Пестрые ленты серпантина полетели в залу, обмотались вокруг его шеи, манжет, пера, крошечные резиновые шарики отскакивали от его висков.
Девица, подобранная крикунами по дороге, в менее изысканном заведении, чем «Карнавал», подошла к Габриэлю и, нагнувшись над его столом, произнесла тем ироничным, подтрунивающим и почти агрессивным тоном, каким нередко говорят продажные женщины:
– Кому это вы тут строчите? Вот уж сейчас совсем не время! Это что – любовное послание?
Габриэль поднял брови и обратил к ней невидящие глаза – он даже не заметил, какая она бледная, с приглаженными черными волосами и что ее можно было бы даже назвать хорошенькой, если бы не слишком близко посаженные глаза и не слишком широкие скулы.
– Не больно-то вы разговорчивы! А я, знаете ли, совсем не хочу вам зла! – добавила она. И двинулась в направлении вешалки.
А Габриэль, по-прежнему обмотанный бумажными лентами, снова склонился над листом бумаги.
«Вы совершенно не поняли, какой я человек, и, поскольку Вы совершенно не поняли, какой я, Вы, естественно, не сможете понять моего письма…»
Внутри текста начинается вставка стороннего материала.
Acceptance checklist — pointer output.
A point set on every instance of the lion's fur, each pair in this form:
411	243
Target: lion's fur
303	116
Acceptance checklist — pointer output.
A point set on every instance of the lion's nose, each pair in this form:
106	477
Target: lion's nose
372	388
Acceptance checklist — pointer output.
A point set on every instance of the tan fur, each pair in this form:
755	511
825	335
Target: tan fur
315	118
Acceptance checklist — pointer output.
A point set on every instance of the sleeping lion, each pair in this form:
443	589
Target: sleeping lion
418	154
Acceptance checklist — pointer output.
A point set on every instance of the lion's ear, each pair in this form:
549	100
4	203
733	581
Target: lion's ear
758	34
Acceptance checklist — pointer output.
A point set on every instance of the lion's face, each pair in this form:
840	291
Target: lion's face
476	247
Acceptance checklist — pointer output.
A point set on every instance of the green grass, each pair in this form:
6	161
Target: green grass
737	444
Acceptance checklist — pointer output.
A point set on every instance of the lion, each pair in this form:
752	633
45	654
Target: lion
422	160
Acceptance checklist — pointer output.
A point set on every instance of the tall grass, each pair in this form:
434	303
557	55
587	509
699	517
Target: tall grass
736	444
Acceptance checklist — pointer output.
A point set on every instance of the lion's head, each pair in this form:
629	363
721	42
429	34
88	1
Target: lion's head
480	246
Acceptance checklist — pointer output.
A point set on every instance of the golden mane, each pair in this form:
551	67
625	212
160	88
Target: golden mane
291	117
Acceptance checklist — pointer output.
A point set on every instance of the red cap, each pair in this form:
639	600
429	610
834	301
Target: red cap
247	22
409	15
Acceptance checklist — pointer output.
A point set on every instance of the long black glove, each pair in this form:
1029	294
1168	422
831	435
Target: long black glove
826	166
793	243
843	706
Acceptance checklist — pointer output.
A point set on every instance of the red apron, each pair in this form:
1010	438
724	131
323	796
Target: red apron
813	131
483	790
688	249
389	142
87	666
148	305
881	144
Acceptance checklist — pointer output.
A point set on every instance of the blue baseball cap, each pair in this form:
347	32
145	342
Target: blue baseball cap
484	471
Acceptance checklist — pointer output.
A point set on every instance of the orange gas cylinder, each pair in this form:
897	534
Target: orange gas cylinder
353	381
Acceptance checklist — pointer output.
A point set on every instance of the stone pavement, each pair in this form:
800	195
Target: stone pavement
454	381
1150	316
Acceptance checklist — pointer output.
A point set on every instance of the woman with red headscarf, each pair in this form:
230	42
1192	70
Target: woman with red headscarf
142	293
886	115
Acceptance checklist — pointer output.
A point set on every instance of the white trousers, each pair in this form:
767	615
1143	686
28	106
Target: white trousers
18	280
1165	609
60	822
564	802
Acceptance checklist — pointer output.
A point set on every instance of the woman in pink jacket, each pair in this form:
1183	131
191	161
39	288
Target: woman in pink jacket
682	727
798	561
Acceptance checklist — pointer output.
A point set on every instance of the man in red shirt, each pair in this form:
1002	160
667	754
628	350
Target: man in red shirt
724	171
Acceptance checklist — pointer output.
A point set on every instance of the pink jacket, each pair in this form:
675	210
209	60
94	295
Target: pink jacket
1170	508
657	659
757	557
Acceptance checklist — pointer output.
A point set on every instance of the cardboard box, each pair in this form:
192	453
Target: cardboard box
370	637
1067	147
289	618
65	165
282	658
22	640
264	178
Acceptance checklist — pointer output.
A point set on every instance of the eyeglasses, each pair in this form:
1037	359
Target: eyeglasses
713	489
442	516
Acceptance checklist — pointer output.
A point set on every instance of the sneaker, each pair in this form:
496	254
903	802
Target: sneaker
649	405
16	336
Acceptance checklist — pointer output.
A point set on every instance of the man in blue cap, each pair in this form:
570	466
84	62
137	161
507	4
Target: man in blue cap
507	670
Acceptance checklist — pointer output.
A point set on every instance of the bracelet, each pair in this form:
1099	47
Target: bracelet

Тут Габриэль опустил перо, взял листок и, следуя своей пьяной логике, его разорвал.
В эту минуту шумная ватага, толкая перед собой свое веселье, словно тачку, выкатилась из «Карнавала» и отправилась куда-то дальше рассыпать конфетти и стрелять из хлопушек.
Девица, появившаяся через несколько секунд из вестибюля, воскликнула:
– Ну и мерзавцы! Они же меня бросили!
И, подойдя к столику Габриэля, уселась рядом с ним.
– Кончили, значит, письмо? – спросила она. – У вас что, неприятности? Да не думайте вы о них. Веселиться надо. Может, пойдем отыщем друзей? По-моему, я знаю, куда они отправились.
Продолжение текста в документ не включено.